Mobile Marketing Takes Giant Leap Forward: AOL Buys Third Screen Media
AOL has agreed to acquire Third Screen Media who will act as a wholly owned subsidiary of AOL’s third-party ad network Advertising.com. The financial details of the acquisition are presently undisclosed.
Third Screen Media has two distinct advantages in the mobile marketing universe — flexibility and compatibility. The company connects advertisers, publishers and mobile phone carriers on a common platform, allowing ads to be managed and delivered through wireless application protocol (WAP), down loadable applications, text-messaging, or SMS, multimedia messaging service, or MMS and mobile video.
Thomas Burgess, founder and CEO of Third Screen Media, said, “We can now offer advertisers and publishers a comprehensive suite of interactive advertising solutions for every type of device, platform and program.”
And the acquisition is being seen by analyst as a very positive sign for the entire mobile marketing industry as a whole.

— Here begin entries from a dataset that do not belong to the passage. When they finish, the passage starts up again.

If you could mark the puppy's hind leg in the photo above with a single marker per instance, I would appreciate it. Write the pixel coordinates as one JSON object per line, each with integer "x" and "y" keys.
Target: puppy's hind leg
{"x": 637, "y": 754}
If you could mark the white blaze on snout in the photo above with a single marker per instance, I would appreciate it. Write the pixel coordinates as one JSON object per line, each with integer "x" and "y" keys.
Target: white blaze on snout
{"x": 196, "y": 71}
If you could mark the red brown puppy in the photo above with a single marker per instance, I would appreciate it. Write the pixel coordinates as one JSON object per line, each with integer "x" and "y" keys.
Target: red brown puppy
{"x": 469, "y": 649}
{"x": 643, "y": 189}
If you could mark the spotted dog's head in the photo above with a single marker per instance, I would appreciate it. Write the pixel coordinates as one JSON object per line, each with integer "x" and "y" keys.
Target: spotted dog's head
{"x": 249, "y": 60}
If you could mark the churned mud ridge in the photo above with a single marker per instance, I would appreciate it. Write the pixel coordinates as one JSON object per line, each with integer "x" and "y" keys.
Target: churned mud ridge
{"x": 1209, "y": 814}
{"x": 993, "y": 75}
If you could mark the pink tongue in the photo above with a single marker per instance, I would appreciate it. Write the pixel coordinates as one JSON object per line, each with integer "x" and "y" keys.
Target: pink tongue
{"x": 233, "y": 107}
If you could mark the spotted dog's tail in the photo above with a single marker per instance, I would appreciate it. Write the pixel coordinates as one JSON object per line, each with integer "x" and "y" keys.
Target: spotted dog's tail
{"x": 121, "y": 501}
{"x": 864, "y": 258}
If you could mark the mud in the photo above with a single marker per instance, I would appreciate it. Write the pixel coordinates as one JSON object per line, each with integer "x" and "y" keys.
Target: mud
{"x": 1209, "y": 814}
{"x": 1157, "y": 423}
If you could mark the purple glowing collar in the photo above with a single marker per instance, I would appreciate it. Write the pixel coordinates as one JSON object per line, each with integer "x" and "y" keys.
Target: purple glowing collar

“This deal brings mobile further into the mainstream advertising environment by allowing for integrated ad buys,” said Charles Golvin, principal analyst at Forrester Research. Mobile marketing has seen surges in the past due to Google/DoubleClick’s mobile capabilities, and even Microsoft has made inroads to the mobile frontier. The software monolith agreed to purchase ScreenTonic, a French mobile ad company, earlier this month.
U.S. mobile advertising is expected to grow from $421 million in 2006 to $4.7 billion by 2011, according to eMarketer. Worldwide, the market is expected to expand to $11.3 billion by the same year.
However, serious obstacles remain for the mobilemarketing industry. First is the fact that mobile Internet users make up only 11% of all U.S. mobile phone subscribers, which amounts to about 23 million consumers, according to Forrester Research analysts. Second, is the issue of effective ad placement because mobile carriers–the only ones with access to user behavior patterns–have been slow to make such information available to advertisers.
These challenges represent obstacles which all fledgling markets face. Aligned industries will eventually begin to realize mobile marketing as just another alternative revenue model.